Type of burial and grave type
The graves of the Cycladic culture were mostly made of stone slabs (stone box graves or cist graves). In the first phase each grave was used only for one burial, later often for several. The bones of the former burial were cleared away, only the skull was left in its place. The dead was buried lying on the (mostly right) side in a bent position, the hands in front of the face, the head sometimes resting on a flat stone. It is assumed that this posture reminds that of a child in the womb and that death was understood as a return to the womb of Mother Earth.
Grave goods
In many graves, but not in all, grave goods have been found, which represent our most important source of information about the life and culture of the Cycladic people. It seems that the personal valuables of the deceased were given into the grave, be it for the use in a life after death, be it to prevent the return as a “ghost”.
The most common grave goods were obsidian blades. In many graves clay or stone vessels have been found, which might have contained offerings.
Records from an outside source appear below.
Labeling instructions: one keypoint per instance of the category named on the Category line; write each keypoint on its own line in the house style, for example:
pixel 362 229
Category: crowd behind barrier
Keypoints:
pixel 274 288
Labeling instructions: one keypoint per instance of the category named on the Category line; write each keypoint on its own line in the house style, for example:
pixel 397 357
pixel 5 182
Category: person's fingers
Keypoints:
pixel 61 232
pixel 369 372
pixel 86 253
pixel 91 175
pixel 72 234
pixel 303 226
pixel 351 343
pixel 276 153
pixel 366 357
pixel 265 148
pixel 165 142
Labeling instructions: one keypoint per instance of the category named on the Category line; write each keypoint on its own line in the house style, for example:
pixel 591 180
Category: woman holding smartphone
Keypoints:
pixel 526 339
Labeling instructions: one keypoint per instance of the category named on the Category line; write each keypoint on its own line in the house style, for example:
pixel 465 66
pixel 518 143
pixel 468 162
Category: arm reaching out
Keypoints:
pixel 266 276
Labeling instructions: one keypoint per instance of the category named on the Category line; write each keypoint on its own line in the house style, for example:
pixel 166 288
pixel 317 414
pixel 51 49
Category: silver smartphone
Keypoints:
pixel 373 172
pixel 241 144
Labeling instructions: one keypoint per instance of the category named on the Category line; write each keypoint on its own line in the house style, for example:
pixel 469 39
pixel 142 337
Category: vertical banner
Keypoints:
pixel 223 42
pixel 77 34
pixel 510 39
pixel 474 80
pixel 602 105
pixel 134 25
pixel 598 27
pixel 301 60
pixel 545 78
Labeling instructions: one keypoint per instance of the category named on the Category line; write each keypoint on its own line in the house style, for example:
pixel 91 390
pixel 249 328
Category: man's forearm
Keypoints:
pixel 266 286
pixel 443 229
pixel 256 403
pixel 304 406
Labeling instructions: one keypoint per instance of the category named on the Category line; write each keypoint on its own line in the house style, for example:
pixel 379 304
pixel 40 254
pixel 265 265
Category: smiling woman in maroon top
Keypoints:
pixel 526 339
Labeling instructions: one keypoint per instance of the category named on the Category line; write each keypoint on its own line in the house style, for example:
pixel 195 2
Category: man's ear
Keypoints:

The vessels were sometimes very carefully crafted and decorated; often they were specially made for this purpose, such as the unusable, not hollowed out marble lamp “models”. Occasionally metal tools or a whole handicraft equipment were found, rarely weapons.
different grave goods from the Cycladic epoch
Some graves contained pieces of jewellery such as cloak pins, bracelets, rings or diadems that were carefully made of metal (bronze or silver), or pretty pendants or bead necklaces of shells, metal or semi-precious stones. Other characteristic grave goods were pigment containers either made of bone tubes or small stone or clay vessels, as well as tiny pestles and pallets used to prepare the pigments. The mostly red and blue colour was probably used for a ritual painting of the dead, presumably similar to what can be seen on some idols, which sometimes show traces of paint on the face as well as in dotted ribbons on the chest.
Elaborately decorated bone tubes contained pigments that were presumably used in funeral rites.
The best-known but rarest grave goods were the famous marble idols.